Pukul 11 ​​malam, lampu kapal uap terlihat mendekat dari arah timur. Kapten Lord pergi ke ruang nirkabel untuk melihat kapal mana yang berada di area tersebut. Dia bertanya kepada Cyril Evans, operator nirkabel, apakah ada kapal di dekat mereka. Evans berkata, “Saya pikir— Raksasa ada di dekat kita. Aku sudah mendapatkannya.” Dia bermaksud bahwa dia telah mengambil Titanic Sinyal nirkabel Marconi. Kapten Lord memberi tahu Evans untuk mengirim pesan ke kapal yang memberi tahu mereka bahwa mereka telah berhenti karena es.

Evans menurut tetapi dia disuruh "Diam" oleh Titanic operator nirkabel. NS Raksasa telah berbicara dengan Cape Race dan tidak ingin kehilangan sinyal samar. Mereka terus mendengarkan Cape Race hingga pukul 23.30.

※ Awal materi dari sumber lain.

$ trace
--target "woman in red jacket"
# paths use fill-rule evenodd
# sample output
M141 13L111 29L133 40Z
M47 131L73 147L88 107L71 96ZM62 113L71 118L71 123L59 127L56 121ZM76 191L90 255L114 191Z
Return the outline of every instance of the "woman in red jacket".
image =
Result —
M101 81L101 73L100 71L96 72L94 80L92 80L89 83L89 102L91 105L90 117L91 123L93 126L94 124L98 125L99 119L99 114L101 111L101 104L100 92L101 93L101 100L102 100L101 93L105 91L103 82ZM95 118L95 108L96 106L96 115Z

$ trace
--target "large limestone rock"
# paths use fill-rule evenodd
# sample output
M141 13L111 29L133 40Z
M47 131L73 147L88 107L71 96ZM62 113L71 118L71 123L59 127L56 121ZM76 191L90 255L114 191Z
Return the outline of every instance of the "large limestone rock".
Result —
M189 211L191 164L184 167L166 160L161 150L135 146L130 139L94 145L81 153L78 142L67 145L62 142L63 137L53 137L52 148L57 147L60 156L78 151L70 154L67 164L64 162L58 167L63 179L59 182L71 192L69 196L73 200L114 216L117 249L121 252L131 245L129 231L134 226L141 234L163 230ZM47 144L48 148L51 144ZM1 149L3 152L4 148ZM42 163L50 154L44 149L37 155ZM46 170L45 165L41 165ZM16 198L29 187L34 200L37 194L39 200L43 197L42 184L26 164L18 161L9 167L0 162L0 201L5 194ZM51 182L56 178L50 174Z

Nakhoda mengatakan kepada pengadilan bahwa pada pukul 23.30, kapalnya hanya berjarak sekitar lima mil dari Raksasa dan dia bisa dengan jelas melihat lampu deknya.

Ada juga beberapa perbedaan dalam pernyataan saksi dari awak kapal California tentang roket yang ditembakkan dari Raksasa. NS California Petugas Kedua Stone menghitung total delapan roket putih, yang pertama ditembakkan sekitar pukul 13.40. Dia tidak melaporkan roket selama dua puluh menit tetapi hanya mengamati kapal uap. Akhirnya, dia menyuruh muridnya untuk membangunkan Master dan menasihatinya bahwa Kapal telah menembakkan delapan roket. Namun, tidak ada catatan resmi yang disimpan di California catatan.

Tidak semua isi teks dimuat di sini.